В ту первую ночь я проснулся от нестерпимого желания отлить. Едва успел выскочить наружу и, пока струя не ослабевала напором, я смотрел на потемневший под крышей от зимних дождей дом с бельмами пыльных окон, залитых лунным светом. И тут я увидел, что на ступенях кто-то сидит. Холодок пробежал меж лопаток. Это была Сима. Только я оправился и хотел было к ней подойти, как раздался шум мотора, и у калитки остановилась машина. Из сада было не разглядеть наверняка какой марки, но, судя по тарахтящему звуку двигателя и силуэту, это был винтажный «форд» 1930-х годов. Распахнулась дверца, и с водительского кресла поднялся высокий человек. Я чуть не присвистнул от предчувствия, пронзившего меня. Человек был в шляпе «борсалино» и старомодном широкоплечем плаще, какой носили гангстеры у Копполы. Он открыл пассажирскую дверь, и из нее вышел бородатый мужчина. На нем был костюм-тройка, он опирался на трость. Он шагнул к калитке, и высокий поспешил перед ним ее открыть. Я увидал, как Сима торопливо спускается им навстречу. Я не мог пошевелиться от объявшего меня страха. Я даже беспомощно подумал, что хорошо, что я уже облегчился.
Бородатый обнял Симу, расцеловал, и они постояли минуты три, что-то торопливо говоря друг другу. Бородач отступил на шаг от нее, и я увидел, что глаза его блестят. Тут Сима протянула ему какую-то картонку. Он взглянул на нее и передал высокому, который приподнял шляпу, поклонился Симе, взлетел на ступени и взял чемодан, который она оставила без присмотра единственный раз за все путешествие. Бородач снова обнял Симу и поспешил вслед за высоким стариком вниз к калитке.
Наконец, я оттаял от ужаса и кинулся к террасе. Но не успел сделать и двух прыжков, как подо мной разверзлась пустота, и я рухнул со всего маху в перину сухих мертвых листьев, задев подбородком край бассейна.
Когда я выбрался сначала из нокаута и только потом из ямищи — их и след простыл.
Но я до сих пор — вы слышите? — я до сих пор слышу тот удаляющийся разболтанный, тарахтящий звук карбюраторного мотора.

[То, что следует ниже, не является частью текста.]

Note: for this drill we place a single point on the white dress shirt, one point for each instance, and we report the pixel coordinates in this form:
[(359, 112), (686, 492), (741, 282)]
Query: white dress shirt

Сима сидела на ступенях. Она плакала и улыбалась. Я сел рядом, все еще озаренный искрами, посыпавшимися из глаз при ударе. Как я только еще не сломал себе челюсть — не знаю.
Что-то в ту ночь произошло с Симой. Было ли это окончательным штурмом осадившей ее болезни или потрясением от случайного грабежа, в результате которого она была сломлена утратой фотографии отца и архивом — самым ценным, что у нее было, что составляло последний оплот ее ускользавшей из реальности личности и убившей в ней остатки разума, — я не знаю. Отныне она не произнесет ни одного членораздельного слова. Тихая улыбка счастья не оставит уголки ее рта. Проживет она еще долго, лет десять, но через год совсем перестанет узнавать сыновей.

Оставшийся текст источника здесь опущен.